The current definition of measurand contrasts with a long-standing tradition in the literature where the term analyte is so frequently used to designate a “quantity intended to be measured.” We usually say that we measure, e.g., Cd in a solution, whereas we mean Cd concentration (expressed in mmol/L, or so). Cd by itself is not a measurand. Cd is an analyte, occasionally called “target species” as in [7].

It is worthwhile to note again that once the ‘measurand’ has been defined before the measurement, that is by a decision, it cannot be changed anymore during the process of measurement.
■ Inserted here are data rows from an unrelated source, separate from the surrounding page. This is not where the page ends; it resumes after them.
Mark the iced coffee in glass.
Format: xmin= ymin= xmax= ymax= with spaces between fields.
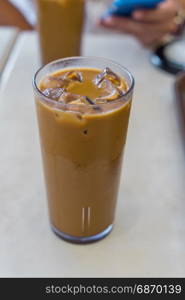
xmin=36 ymin=0 xmax=85 ymax=64
xmin=34 ymin=57 xmax=134 ymax=243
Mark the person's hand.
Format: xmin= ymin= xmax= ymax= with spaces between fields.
xmin=99 ymin=0 xmax=179 ymax=47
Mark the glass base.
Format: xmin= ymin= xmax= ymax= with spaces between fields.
xmin=51 ymin=224 xmax=113 ymax=244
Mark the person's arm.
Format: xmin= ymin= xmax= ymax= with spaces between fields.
xmin=100 ymin=0 xmax=185 ymax=47
xmin=0 ymin=0 xmax=33 ymax=30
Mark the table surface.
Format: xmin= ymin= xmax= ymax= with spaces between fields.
xmin=0 ymin=26 xmax=18 ymax=73
xmin=0 ymin=33 xmax=185 ymax=277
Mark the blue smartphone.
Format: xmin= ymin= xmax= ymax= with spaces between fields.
xmin=103 ymin=0 xmax=164 ymax=17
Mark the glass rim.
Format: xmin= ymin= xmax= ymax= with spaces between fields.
xmin=32 ymin=56 xmax=135 ymax=109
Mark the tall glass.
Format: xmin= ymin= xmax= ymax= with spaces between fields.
xmin=36 ymin=0 xmax=85 ymax=64
xmin=34 ymin=57 xmax=134 ymax=243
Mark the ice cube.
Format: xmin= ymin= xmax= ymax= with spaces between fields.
xmin=94 ymin=68 xmax=121 ymax=87
xmin=41 ymin=76 xmax=69 ymax=90
xmin=64 ymin=71 xmax=83 ymax=82
xmin=59 ymin=92 xmax=85 ymax=104
xmin=42 ymin=88 xmax=65 ymax=101
xmin=95 ymin=85 xmax=124 ymax=104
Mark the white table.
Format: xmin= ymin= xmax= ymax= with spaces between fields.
xmin=0 ymin=33 xmax=185 ymax=277
xmin=0 ymin=27 xmax=18 ymax=73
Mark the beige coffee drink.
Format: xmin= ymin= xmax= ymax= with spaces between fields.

A goal for a measurement must not become a moving target in the course of that process.

The VIM 3rd edition definition of the concept “measurand”, as well as a precise identification of the analyte, prevents imprecise or erroneous formulations, unavoidably leading to imprecise thinking and lack of (intercontinental) understanding. However, it is imperative that the chemical species be indicated (e.g., Cd) when a property of that analyte (e.g., the concentration of Cd) is planned to be measured.

Whatever the route the analyst is following in the measurement plan and its execution, a chemical species is not a quantity and can, therefore, not be a “quantity intended to be measured” i.e, a measurand.

As usual, any comment, question, or amendment is welcome, preferably as a contribution to the Discussion Forum of this Journal.